VKDNW: Training-free Neural Architecture Search through Variance of Knowledge of Deep Network Weights

Conference: CVPR 2025
arXiv: 2502.04975
Code: GitHub
Area: Others (Neural Architecture Search)
Keywords: Neural Architecture Search, Training-free proxy, Fisher Information Matrix, Cramér-Rao Bound, Evaluation Metrics

TL;DR

VKDNW proposes a training-free NAS proxy based on the spectral entropy of the eigenvalues of the Fisher Information Matrix (FIM). It successfully applies Fisher information theory to large-scale deep network architecture search for the first time, evaluating network classification accuracy potential without any training. Additionally, it introduces the nDCG evaluation metric, which is better suited for NAS tasks.

Background & Motivation

Neural Architecture Search (NAS) aims to systematically search for optimal network architectures, but its core bottleneck is the astronomical computational cost—the basic setup requires training thousands of different architectures.

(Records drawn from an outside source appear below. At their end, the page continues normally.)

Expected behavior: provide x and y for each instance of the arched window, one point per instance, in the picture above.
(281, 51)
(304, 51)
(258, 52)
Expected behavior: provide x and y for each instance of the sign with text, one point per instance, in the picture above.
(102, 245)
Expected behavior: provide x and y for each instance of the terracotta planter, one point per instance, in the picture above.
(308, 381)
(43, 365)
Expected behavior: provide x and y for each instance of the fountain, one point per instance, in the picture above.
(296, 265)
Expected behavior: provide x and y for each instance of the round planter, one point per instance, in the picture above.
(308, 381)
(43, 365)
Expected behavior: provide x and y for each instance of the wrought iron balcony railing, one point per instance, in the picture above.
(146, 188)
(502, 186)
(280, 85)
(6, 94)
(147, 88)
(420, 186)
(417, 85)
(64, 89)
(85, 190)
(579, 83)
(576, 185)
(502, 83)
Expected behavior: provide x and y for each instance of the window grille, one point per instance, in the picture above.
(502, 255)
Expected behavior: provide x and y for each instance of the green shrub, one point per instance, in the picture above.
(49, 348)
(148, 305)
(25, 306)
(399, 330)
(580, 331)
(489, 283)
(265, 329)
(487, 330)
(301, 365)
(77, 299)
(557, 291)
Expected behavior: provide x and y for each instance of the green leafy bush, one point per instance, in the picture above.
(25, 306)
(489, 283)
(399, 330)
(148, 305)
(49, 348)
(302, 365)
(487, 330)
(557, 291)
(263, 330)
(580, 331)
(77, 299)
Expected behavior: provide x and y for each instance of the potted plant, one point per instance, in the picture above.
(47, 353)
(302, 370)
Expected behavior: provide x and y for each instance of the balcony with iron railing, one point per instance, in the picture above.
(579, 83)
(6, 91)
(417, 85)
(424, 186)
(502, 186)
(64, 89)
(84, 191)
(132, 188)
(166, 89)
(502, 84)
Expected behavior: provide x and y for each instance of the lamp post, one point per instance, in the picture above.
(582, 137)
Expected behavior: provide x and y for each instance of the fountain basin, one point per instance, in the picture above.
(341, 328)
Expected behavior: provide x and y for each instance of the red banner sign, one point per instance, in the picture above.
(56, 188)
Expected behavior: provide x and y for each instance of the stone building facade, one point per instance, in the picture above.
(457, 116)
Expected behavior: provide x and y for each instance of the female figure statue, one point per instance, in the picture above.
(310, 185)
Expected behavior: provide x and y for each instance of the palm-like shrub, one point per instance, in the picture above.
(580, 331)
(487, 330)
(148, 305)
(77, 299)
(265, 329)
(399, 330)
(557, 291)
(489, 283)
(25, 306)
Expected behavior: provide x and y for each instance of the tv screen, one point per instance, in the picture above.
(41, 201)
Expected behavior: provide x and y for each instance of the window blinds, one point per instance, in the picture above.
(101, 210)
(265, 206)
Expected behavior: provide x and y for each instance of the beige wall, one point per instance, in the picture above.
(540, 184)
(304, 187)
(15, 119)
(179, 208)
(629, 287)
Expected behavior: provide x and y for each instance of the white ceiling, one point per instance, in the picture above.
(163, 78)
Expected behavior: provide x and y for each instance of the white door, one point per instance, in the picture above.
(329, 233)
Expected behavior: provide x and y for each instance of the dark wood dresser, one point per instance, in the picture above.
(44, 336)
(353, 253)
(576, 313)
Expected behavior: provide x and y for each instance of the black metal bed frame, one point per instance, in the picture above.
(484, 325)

Key challenges in training-free NAS (TF-NAS): - Weak theoretical foundation of existing proxies: Methods such as GradNorm, NASWOT, and ZenNAS are mostly based on empirical heuristics and lack rigorous statistical theoretical support. - Failure of Fisher Information in large networks: Although the FIM is the "obvious choice" for analyzing networks, it faces numerical instability and computational infeasibility on large-scale, over-parameterized models. - Evaluation metrics unsuitable for NAS objectives: Kendall's \(\tau\) and Spearman's \(\rho\) treat all networks equally, whereas NAS in practice only cares about whether the best networks can be identified.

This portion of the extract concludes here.